Ces jurés, supposément anonymes, impartiaux et incapables de se concerter en amont de leur décision, sont présentés comme l’atout majeur de Kleros. Cependant, en y regardant de plus près, c’est surtout là que le bât blesse. Et si Kleros s’affiche comme une « juridiction » elle semble encore loin d’en garantir les caractéristiques essentielles. Une telle situation pourrait placer ses utilisateurs sous le coup d’un déni de justice.
Une recherche d’objectivité très intéressée
Comme pour les procès d’assises, les jurés sont tirés au sort parmi un panel de candidats. Afin d’être éligible à cette sélection, les candidats potentiels doivent acquérir des jetons natifs de la plateforme, dénommés « Pinakion » (PNK) et les déposer sur la plateforme pour manifester leur intérêt à devenir juré.
Une fois sélectionnés, les jurés, dont le nombre (toujours impair) peut varier en fonction du montant en jeu ou des recours, seront ensuite informés du litige qu’ils devront trancher. Aucun des jurés sélectionnés ne connait l’identité de ses pairs, et ne peut donc, en théorie du moins, communiquer avec eux. Ce mécanisme repose explicitement (voir le livre blanc Kleros) sur les concepts de théorie du jeu développée par Thomas Schelling dans La Théorie du Conflit.
Selon le chercheur, ce qu’une personne imagine du comportement des autres et ce que les autres personnes attendraient d’elle dans une situation donnée tendraient à ce que chacun choisisse le bon sens et la vérité, en raison des attentes réciproques de tous.

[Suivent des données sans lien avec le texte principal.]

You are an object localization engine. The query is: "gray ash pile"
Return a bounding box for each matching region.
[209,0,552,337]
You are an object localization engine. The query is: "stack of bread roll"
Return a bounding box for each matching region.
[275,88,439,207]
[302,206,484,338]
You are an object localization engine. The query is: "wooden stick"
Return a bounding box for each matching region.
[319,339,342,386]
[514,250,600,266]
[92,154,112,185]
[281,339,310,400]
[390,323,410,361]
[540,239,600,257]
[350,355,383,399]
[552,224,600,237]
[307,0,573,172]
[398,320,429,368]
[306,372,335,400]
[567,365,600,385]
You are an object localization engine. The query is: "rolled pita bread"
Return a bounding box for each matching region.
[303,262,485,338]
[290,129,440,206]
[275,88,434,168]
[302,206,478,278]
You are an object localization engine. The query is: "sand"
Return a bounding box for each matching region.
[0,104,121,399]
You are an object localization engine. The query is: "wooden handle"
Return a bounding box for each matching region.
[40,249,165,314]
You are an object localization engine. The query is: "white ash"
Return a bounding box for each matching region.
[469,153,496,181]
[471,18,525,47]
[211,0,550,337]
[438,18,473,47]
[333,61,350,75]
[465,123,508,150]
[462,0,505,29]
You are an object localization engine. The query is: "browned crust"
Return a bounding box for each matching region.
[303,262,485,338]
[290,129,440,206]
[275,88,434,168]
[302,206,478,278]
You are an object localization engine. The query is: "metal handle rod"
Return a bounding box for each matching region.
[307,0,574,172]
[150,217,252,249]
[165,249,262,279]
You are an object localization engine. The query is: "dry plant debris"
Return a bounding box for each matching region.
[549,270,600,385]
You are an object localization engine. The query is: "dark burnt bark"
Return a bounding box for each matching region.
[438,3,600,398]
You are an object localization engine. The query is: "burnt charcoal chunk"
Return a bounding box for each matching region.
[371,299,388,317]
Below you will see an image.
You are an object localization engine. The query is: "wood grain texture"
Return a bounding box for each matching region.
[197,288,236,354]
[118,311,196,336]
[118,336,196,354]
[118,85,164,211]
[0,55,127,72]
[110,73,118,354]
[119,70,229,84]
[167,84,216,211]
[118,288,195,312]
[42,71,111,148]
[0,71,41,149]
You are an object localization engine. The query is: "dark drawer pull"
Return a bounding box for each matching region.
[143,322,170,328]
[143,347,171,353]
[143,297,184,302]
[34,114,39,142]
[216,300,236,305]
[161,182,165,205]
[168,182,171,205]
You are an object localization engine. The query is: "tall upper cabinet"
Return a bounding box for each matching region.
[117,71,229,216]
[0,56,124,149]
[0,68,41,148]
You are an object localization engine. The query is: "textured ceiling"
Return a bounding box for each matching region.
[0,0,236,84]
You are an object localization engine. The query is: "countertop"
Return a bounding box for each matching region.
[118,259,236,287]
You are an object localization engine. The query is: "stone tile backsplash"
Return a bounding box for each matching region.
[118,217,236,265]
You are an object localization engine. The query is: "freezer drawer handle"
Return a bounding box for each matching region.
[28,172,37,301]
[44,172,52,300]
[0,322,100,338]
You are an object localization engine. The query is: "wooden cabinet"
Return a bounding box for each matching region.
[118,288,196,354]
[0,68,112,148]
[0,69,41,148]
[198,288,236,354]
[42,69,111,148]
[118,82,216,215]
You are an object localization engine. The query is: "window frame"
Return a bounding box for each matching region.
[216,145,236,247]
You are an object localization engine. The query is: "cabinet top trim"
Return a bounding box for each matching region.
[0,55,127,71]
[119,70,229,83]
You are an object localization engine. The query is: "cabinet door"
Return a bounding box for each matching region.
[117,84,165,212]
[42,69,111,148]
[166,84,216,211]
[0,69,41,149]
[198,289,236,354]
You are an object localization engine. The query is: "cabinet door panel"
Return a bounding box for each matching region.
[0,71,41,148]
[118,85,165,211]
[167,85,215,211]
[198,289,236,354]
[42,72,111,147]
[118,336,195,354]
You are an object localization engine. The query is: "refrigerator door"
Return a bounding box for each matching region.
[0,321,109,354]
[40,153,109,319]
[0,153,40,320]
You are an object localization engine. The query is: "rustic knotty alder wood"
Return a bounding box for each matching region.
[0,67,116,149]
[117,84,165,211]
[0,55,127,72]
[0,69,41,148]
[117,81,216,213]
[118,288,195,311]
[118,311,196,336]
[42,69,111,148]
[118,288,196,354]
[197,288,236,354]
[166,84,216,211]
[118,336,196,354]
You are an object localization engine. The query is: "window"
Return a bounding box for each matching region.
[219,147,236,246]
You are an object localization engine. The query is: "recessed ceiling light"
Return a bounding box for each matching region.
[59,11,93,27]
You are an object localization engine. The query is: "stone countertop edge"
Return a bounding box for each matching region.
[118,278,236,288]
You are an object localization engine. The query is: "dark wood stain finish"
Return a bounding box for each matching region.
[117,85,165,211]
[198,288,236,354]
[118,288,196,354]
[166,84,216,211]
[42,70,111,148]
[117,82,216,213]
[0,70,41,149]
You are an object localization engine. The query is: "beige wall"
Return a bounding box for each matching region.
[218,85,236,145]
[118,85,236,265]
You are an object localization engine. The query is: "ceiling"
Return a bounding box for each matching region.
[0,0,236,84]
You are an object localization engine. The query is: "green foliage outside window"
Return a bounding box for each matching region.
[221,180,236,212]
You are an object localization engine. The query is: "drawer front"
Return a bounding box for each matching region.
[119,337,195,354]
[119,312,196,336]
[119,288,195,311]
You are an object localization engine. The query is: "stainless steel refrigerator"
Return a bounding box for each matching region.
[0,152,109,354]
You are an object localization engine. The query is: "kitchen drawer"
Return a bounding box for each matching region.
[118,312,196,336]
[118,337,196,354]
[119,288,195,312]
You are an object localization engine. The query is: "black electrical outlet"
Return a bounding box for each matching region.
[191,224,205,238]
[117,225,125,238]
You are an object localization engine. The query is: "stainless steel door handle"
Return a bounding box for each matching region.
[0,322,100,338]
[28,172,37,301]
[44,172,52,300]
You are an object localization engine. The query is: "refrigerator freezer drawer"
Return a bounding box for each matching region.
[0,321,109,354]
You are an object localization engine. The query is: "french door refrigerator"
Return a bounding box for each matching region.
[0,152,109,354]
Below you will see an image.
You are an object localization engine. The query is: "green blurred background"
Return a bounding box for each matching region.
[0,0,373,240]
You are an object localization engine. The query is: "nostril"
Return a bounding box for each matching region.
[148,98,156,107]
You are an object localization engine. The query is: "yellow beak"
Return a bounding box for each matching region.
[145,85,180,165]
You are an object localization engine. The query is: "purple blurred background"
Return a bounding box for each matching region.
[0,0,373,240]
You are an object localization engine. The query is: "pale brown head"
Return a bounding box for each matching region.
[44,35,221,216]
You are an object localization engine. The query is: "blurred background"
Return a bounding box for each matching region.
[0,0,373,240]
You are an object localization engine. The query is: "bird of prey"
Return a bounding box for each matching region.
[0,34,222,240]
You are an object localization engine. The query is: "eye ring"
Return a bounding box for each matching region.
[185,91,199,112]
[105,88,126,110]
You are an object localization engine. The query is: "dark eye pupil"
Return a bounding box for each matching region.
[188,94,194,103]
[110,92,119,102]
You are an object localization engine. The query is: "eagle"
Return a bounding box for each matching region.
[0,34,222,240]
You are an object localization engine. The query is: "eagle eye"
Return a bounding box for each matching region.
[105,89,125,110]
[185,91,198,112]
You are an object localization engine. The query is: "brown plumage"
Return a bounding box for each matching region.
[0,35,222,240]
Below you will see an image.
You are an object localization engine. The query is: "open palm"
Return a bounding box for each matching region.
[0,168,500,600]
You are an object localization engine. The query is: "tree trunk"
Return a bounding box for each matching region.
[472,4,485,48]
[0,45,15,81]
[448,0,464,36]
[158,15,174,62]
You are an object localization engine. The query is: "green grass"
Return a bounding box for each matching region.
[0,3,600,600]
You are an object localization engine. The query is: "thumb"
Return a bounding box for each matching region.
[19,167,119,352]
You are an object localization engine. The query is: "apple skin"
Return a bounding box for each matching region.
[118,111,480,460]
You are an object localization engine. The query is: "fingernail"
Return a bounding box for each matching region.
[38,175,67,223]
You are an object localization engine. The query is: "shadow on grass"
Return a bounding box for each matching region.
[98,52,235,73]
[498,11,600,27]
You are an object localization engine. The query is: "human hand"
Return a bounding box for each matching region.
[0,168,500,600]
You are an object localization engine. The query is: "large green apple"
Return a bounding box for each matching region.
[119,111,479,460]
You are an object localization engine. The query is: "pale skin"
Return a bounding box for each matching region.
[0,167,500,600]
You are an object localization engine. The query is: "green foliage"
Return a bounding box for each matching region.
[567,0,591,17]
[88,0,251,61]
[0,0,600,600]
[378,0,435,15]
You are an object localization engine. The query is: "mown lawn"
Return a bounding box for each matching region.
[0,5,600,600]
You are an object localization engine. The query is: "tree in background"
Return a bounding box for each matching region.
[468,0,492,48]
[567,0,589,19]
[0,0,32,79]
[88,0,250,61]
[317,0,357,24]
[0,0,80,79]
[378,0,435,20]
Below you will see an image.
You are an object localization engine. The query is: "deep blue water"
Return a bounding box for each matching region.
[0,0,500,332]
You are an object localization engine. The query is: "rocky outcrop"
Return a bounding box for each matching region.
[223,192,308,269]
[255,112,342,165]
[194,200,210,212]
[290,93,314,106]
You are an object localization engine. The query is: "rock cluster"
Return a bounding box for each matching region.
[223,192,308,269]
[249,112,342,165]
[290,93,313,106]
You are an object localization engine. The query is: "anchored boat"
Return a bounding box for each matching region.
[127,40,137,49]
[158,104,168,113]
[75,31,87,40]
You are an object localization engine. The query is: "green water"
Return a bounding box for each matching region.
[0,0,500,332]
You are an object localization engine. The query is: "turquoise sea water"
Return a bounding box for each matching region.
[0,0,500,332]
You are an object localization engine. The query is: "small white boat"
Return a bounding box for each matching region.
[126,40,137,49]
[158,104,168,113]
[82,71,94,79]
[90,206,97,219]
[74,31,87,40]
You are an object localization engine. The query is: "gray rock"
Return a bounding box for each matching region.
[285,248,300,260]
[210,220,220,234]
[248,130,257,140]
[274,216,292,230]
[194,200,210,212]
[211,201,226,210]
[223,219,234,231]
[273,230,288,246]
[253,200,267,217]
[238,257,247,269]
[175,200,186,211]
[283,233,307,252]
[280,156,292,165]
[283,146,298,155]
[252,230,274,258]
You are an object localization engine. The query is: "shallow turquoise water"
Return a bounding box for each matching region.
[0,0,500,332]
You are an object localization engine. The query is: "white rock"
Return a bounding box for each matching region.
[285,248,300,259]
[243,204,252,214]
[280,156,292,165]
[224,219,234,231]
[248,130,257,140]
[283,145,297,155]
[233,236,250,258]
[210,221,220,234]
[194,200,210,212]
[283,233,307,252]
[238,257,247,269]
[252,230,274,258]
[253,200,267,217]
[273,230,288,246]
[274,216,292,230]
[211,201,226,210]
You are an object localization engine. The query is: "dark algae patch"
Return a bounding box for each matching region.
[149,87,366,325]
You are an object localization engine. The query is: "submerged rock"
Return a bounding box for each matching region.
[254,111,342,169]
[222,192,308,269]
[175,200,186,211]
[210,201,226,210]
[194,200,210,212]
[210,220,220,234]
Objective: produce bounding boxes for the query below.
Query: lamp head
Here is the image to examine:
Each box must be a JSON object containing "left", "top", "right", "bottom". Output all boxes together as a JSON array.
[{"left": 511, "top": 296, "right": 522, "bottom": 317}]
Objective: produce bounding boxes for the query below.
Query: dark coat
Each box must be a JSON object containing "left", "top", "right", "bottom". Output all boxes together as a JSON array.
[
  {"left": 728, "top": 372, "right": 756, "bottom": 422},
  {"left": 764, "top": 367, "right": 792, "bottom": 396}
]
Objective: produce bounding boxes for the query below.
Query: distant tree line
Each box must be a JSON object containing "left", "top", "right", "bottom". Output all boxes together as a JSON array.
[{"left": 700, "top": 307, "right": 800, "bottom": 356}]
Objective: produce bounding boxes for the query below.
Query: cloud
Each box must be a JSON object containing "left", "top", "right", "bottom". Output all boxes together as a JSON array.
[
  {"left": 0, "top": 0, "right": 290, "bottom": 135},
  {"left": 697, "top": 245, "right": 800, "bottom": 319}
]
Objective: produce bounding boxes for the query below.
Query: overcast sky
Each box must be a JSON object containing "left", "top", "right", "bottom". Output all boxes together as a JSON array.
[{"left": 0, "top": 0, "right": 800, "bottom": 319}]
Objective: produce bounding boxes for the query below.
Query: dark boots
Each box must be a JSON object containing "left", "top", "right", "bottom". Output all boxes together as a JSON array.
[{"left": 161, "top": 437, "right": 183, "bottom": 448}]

Mais cette théorie n’a aucun caractère ludique chez Kleros : plus encore que la recherche du bon sens et de la vérité, c’est également la recherche du gain (voire de l’absence de perte) qui, selon la plateforme, serait garante d’un vote objectif des jurés. En effet, les jurés opinant dans le sens de la décision majoritaire sont récompensés par des gains en PNK, alors que les minoritaires voient leurs jetons PNK s’évaporer.
Une objectivité toute relative
Les PNK « misés » par les jurés ne servent cependant pas qu’à obtenir voix au chapitre d’un différend. En effet, la sélection aléatoire des jurés ne permet pas d’exclure qu’un candidat disposant d’un nombre important de PNK puisse être sélectionné plusieurs fois sur une même affaire. En d’autres termes, plus un juré est actif sur la plateforme et accumule ainsi des PNK, plus il aura de chances de pouvoir voter autant de fois qu’il a été tiré au sort, à tous les stades du processus.
En conséquence, l’absence de concertation entre jurés, qui devait mener à une prise de décision objective selon les théories de Schilling, ne saurait être garantie entre un juré donné et lui-même.
Un second élément vient également remettre en cause l’objectivité des jurés. Les théories des jeux de Schelling, développées en pleine course à l’armement pendant la Guerre Froide, visaient essentiellement la dissuasion nucléaire. Dans un contexte de service de masse aux enjeux moindres pour chaque juré, la mécanique de Kleros peut tout aussi bien générer un nivellement par le bas des décisions rendues : l’intérêt pécuniaire des jurés n’est pas de nature à rendre une « bonne » décision, mais surtout de se rallier à la décision majoritaire pour éviter de perdre les PNK misés lors de la sélection des jurés.
Au lieu de réfléchir de manière approfondie, un juré se demandera donc plutôt si un juré « moyen » voterait en faveur ou défaveur de la réclamation.
Le caractère biaisé de la prise de décision des jurés est d’autant plus facilité que Kleros permet d’identifier les adresses qui ont voté sur un litige donné. Ainsi, le juré peut éventuellement déduire certains tropismes de jurés passés et certaines tendances majoritaires sur la plateforme. Cela l’incitera sans nul doute à voter comme les premiers jurés pour éviter tout risque de perdre ses propres PNK.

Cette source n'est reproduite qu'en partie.